Everyone is Mr. Irrelevant

Written by TheAdversary on September 13th, 2013

So the Suckleague draft took place online last week via email. Riveting. The only thing we have going for us is that the players we want will be available when we’re ready to draft. Also we had available to us a fine selection of fonts–but not too much choice as to be overwhelming. Though I would have appreciated a little Garamond Bold.

May I say that an email draft is something special to take part in sometime in your life–put it on your 100,000,000 things to do before you die list, somewhere around 99,999,998. Just before the “watch Mark Sanchez butt fumble 2 video” and “clean Andy Reid’s navel.”

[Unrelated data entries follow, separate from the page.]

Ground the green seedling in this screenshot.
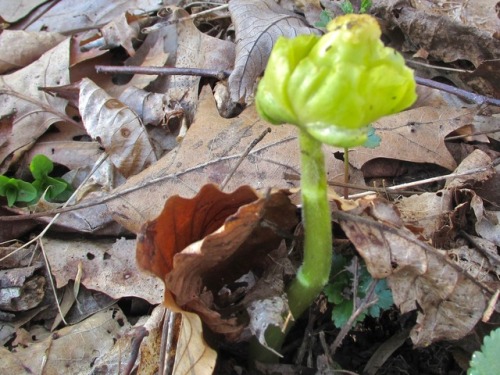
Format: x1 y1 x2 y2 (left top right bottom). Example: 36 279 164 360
0 155 73 207
467 328 500 375
0 176 38 207
30 155 73 202
314 0 372 29
324 255 394 328
255 14 416 360
340 0 372 14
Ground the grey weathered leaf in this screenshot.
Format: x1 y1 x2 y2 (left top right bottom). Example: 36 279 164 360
229 0 321 102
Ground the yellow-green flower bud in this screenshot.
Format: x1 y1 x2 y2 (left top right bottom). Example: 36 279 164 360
255 14 416 147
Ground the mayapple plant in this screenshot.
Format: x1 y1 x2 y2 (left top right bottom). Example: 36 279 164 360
255 14 416 358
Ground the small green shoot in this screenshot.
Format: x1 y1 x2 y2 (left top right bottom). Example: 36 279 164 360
314 9 333 29
0 155 73 207
324 255 394 328
0 176 38 207
30 155 73 202
340 0 372 14
467 328 500 375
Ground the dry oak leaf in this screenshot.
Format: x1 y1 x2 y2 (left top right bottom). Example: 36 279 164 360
228 0 321 103
0 0 48 23
147 7 235 123
0 39 72 173
356 107 474 170
23 0 161 34
78 78 156 177
334 197 487 346
137 185 297 340
0 30 67 74
370 0 500 67
107 86 352 233
0 307 131 375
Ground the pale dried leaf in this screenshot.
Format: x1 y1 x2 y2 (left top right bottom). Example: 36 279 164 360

Round 1. Geno Smith. There’s no way that the guy that probably could not beat out the Sanchize for a starting NFL job (see several previous posts; see also any google result set for “butt fumble”) would have a good week against the supposedly stout Tampa Bay Buccaneers defense. However, no one told me that the Bucs would bring back their defense from the 1980s that lost 5,409 games in a row–leading Geno to post a decent week, which anyone could have done by going out there and breathing.

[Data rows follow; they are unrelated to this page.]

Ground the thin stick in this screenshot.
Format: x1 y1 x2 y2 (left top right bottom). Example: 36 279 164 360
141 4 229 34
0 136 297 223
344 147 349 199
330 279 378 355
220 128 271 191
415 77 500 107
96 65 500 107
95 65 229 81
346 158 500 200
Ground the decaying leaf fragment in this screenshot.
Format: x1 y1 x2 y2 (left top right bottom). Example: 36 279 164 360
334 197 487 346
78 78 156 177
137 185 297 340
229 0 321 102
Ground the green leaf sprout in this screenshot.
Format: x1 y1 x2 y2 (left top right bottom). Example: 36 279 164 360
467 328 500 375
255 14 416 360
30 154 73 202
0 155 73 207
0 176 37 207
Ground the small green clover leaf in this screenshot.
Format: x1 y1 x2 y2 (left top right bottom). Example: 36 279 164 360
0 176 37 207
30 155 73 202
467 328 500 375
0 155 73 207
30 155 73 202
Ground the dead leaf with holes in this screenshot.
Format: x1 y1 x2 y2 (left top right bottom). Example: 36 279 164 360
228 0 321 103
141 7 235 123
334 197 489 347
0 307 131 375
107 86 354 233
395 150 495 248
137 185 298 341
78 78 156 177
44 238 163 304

Round 2. Buffalo Bills defense: some injuries and a matchup against the supposedly high-powered New England offense spells trouble (mondo points). But NE looks anemic and they’ve got all these 3-year-old receivers more concerned with their toy trucks and diaper changes than actually CATCHING the ball. So Buffalo did ok too. We’re going to have to make some changes around here–these performances are just too good. Our fan demands more (futility).

The Adversary’s Adversary’s draft: Terrelle Pryor and the Oakland Raiders. I have to admit I’m fearful of the disaster potential residing in my opponent’s roster–going all-in with the Oakland Raiders is a bold, albeit completely logical, move because they are so amazing(ly terrible). Plus, owning an Oakland Raiders tie is on my bucket list, although I think if I actually wore it to work I’d be fired before I reached my desk.

On to Week 2, where I inexplicably dropped Geno in favor of Christian Ponder. I felt OK about it until the 4th quarter of Thursday night’s game when Geno threw 3 interceptions. Poppycock.

One thing left to do is come up with a name. I’m still thinking.